Filmes Brasileiros: Porto das Caixas, de Paulo César Saraceni

Por Guido Bilharinho


Cinema é mostrar (revelando) como os seres humanos comportam-se, agem e relacionam-se uns com os outros e como e por que comportamento, ação e relacionamento alteram-se ou alternam-se.

Tudo isso, numa só obra, de uma vez ou apenas um ou alguns desses elementos, elegidos, destacados ou enfatizados no ou do contexto em que se situam e no qual se processam.

O artista é livre para escolher ou optar como lhe aprouver por qualquer dessas variantes e possíveis outras. A questão crucial, no caso, consiste e resume-se na maneira de fazê-lo.

No filme Porto das Caixas (1962), Paulo César Saraceni (Rio de Janeiro/RJ, 1933-2012) focaliza o relacionamento de um casal a partir de sua visceral incompatibilidade.

Paulo César Saraceni, diretor do filme Porto das Caixas, de 1962.
Muita tinta correu e correrá e muitas obras foram e serão escritas sobre o tema. Poucas, porém, tiveram (uma delas, a notável peça A Dança da Morte, 1901, de Strindbergh), ou terão o poder e a propriedade destiladora do fel e da hostilidade que podem marcar a desintegração do mais íntimo dos relacionamentos humanos. Talvez, por isso, quando deteriorado, o mais acerbo e pungente.

Saraceni, sobre argumento do romancista Lúcio Cardoso, baseado em fato real, coloca suas personagens já na última fase do completo degringolamento de sua ligação.

E o que mostra é o reverso da moeda, o oposto de tudo que leva um casal a se associar na mais pessoal e total união possível entre dois seres humanos, já que implica (ou deve implicar) num complexo de sentimentos, emoções e atração mútuas que envolve possibilidades físicas, morais, intelectuais e emotivas manifestadas com a intensidade e qualidade indispensáveis a impulsionar um para o outro, de modo a se necessitarem,  completarem e  bastarem.

Nada há mais cruel, pois, do que casal constituído nesses termos, ou que assim deve ter sido inicialmente constituído, cujo relacionamento deteriore-se a ponto do sentimento amoroso transformar-se em rancor e ódio, a todo momento exteriorizados em indiferença, desprezo e agressões verbais, quando não físicas.

Saraceni, com meticulosidade, paciência e adequação, joga suas personagens no vórtice dessa erupção, sem deixá-las, porém, soltas ou desarticuladas. Com rigor (e vigor) as coloca frente a frente no exíguo espaço de sua pobreza, observando-as destilar o veneno de degradado relacionamento.
Reginaldo Farias e Irma Alvarez em cena do filme Porto das Caixas, 1962.
Não cogita nem se ocupa de sua vida pregressa e nem das causas e do lento processo desse deterioramento. Apanha-o e o articula já no auge de seu desenvolvimento, pejado de crueldade, amargura e hostilidade.

Esse microcosmo convivencial desenvolve-se em ambientação precária e nua de quaisquer atrativos, que, por si e à parte, prefigura drama paralelo que, no tempo e espaço fílmicos, vincula-se à tragédia humana, perfazendo indissociável conjunto de aguda e agressiva aspereza e infelicidade.
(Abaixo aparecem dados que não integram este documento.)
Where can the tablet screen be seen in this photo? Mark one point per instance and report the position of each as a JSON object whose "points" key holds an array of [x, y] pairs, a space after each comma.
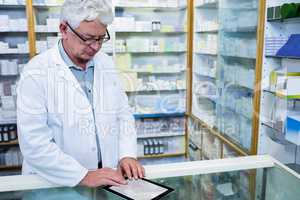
{"points": [[141, 189]]}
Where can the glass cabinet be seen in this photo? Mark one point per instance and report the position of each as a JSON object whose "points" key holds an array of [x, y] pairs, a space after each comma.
{"points": [[209, 180], [225, 72]]}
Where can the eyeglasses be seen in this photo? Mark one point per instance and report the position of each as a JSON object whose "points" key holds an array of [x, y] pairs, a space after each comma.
{"points": [[91, 41]]}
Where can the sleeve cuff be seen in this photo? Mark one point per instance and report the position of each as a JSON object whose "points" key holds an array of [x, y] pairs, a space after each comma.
{"points": [[81, 175]]}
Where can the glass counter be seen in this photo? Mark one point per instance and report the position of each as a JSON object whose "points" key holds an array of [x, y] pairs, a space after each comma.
{"points": [[215, 179]]}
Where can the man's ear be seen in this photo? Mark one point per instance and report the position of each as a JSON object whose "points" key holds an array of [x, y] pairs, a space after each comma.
{"points": [[63, 28]]}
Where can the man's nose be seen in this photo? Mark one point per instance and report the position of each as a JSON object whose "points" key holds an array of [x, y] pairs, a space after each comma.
{"points": [[96, 45]]}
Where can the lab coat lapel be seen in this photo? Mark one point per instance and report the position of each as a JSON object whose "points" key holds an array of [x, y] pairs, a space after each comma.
{"points": [[72, 91]]}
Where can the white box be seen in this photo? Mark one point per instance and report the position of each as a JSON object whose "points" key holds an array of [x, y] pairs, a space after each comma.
{"points": [[8, 103], [4, 21], [293, 128]]}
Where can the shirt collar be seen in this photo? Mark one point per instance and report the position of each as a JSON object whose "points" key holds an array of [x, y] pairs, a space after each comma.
{"points": [[67, 59]]}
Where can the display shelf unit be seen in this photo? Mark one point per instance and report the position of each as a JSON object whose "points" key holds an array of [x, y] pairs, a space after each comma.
{"points": [[11, 143], [277, 105], [13, 167], [150, 39], [232, 24], [163, 155], [14, 53]]}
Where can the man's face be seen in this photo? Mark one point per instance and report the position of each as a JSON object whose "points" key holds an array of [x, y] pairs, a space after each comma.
{"points": [[74, 39]]}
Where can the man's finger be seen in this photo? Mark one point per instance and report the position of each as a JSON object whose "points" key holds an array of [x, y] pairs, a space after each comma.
{"points": [[140, 171], [127, 170], [108, 181], [134, 170]]}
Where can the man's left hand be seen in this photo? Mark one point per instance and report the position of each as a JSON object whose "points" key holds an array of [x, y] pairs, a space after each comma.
{"points": [[131, 168]]}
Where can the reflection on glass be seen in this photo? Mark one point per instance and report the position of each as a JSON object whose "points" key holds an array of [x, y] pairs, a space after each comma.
{"points": [[236, 62]]}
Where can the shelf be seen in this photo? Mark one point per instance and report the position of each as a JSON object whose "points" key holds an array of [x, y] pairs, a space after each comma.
{"points": [[205, 75], [10, 75], [208, 5], [43, 5], [152, 32], [12, 167], [175, 71], [232, 110], [11, 52], [161, 134], [151, 6], [11, 143], [13, 31], [249, 29], [154, 52], [158, 115], [11, 121], [205, 53], [281, 57], [5, 5], [271, 126], [281, 95], [223, 137], [213, 99], [289, 20], [162, 155], [207, 31], [157, 90]]}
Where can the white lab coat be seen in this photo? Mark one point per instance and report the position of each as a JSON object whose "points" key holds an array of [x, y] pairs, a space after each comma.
{"points": [[56, 125]]}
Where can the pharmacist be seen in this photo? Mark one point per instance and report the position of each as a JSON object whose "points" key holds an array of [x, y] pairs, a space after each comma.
{"points": [[74, 122]]}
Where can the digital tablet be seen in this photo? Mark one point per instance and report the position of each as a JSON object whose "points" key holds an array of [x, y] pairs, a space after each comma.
{"points": [[141, 189]]}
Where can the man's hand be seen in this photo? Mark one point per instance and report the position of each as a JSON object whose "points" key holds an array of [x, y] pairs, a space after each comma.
{"points": [[131, 168], [103, 176]]}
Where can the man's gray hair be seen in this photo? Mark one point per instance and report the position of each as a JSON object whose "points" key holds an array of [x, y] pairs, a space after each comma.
{"points": [[76, 11]]}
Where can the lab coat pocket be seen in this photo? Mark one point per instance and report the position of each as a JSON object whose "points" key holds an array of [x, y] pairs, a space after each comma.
{"points": [[107, 125]]}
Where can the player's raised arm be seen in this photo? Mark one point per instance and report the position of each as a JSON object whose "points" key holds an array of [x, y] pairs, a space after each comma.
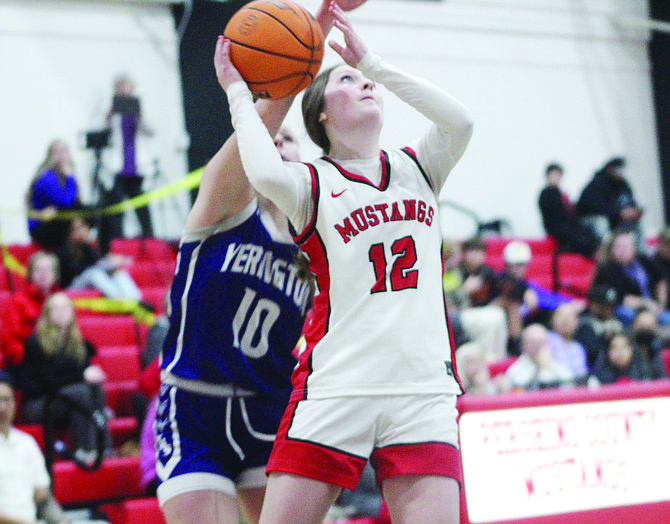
{"points": [[224, 189]]}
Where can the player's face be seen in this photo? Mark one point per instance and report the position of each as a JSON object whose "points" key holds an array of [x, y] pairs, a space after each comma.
{"points": [[287, 145], [349, 98], [7, 406]]}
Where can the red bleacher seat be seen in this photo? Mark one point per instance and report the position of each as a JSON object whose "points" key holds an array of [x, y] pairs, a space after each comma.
{"points": [[144, 249], [117, 477], [119, 363], [151, 273], [118, 395], [109, 330], [134, 511], [500, 366]]}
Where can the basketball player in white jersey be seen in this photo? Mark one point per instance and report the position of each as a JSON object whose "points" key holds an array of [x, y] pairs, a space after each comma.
{"points": [[376, 381]]}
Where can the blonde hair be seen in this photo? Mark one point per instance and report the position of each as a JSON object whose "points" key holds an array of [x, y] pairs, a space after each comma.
{"points": [[51, 339], [47, 164]]}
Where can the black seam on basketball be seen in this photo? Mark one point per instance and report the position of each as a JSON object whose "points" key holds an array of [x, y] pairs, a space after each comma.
{"points": [[273, 53], [299, 40]]}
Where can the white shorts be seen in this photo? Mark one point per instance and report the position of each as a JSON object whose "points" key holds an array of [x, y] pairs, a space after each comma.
{"points": [[331, 439]]}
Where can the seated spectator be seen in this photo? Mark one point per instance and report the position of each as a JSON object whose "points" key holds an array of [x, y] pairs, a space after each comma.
{"points": [[646, 335], [57, 361], [621, 362], [607, 202], [637, 280], [53, 188], [536, 368], [473, 370], [564, 348], [23, 309], [472, 303], [82, 266], [597, 323], [560, 219], [661, 254], [25, 486], [517, 298]]}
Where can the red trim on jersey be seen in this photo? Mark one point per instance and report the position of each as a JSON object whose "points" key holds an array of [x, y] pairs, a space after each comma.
{"points": [[429, 458], [452, 344], [300, 236], [386, 171], [318, 326], [412, 154], [311, 460]]}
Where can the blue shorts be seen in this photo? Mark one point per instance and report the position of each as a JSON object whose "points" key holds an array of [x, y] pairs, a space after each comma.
{"points": [[213, 443]]}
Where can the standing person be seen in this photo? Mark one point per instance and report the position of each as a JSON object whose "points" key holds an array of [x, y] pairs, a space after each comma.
{"points": [[25, 486], [57, 360], [607, 201], [23, 309], [53, 188], [559, 217], [369, 221], [125, 120], [238, 303]]}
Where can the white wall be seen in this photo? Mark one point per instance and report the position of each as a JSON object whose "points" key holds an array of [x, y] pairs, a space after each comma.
{"points": [[58, 60], [546, 80]]}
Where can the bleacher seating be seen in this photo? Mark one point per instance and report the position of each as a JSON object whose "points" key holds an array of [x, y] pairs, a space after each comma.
{"points": [[566, 273], [119, 338]]}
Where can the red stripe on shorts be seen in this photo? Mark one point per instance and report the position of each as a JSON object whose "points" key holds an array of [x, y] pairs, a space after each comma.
{"points": [[312, 460], [431, 458]]}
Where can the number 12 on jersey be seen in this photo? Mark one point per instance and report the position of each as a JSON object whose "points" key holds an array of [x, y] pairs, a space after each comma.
{"points": [[401, 275]]}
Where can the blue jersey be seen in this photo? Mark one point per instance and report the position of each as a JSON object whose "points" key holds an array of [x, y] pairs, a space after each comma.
{"points": [[238, 306]]}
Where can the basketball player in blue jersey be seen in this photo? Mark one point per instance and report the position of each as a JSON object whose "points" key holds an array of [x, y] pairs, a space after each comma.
{"points": [[376, 380], [238, 302]]}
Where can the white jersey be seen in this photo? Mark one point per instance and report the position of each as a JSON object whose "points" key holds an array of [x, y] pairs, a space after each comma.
{"points": [[380, 324], [373, 235]]}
A imagem e seu conteúdo amalgamam-se numa mesma e dura matéria para, juntos, comporem atroz quadro de aviltamento das relações humanas.

A feiúra e a aridez dos décors, da paisagem e das locações exteriores acompanham, refletem e compartilham a natureza do drama humano que neles se desenrola. Por sua vez (e aí reside o maior ou o grande mérito da realização), drama destituído de qualquer resquício de espetacularização, já que mostrado na nudez de suas manifestações, tão direta e objetivamente como se fosse (só) o olho da câmera a vê-lo e acompanhá-lo.

Por isso, não só as palavras e diálogos travados entre as personagens são substantivos e essenciais, porém, tudo o mais, desde os décors, os elementos paisagísticos e materiais que os circundam como também seus gestos, postura, atitudes e movimentos, além das expressões faciais e tonalidades vocais.

Filme, enfim, em que até a precariedade infra-estrutural contribui e compõe conjunto para compatilizá-lo com a gravidade do drama humano e seu desenlace.

(do livro Seis Cineastas Brasileiros, Uberaba, Instituto   Triangulino    de    Cultura,    2012)

 Guido Bilharinho é advogado atuante em Uberaba, editor da revista internacional de poesia Dimensão de 1980 a 2000 e autor de livros de literatura, cinema, história do Brasil e regional, entre os quais Personalidades Uberabenses, recém lançado.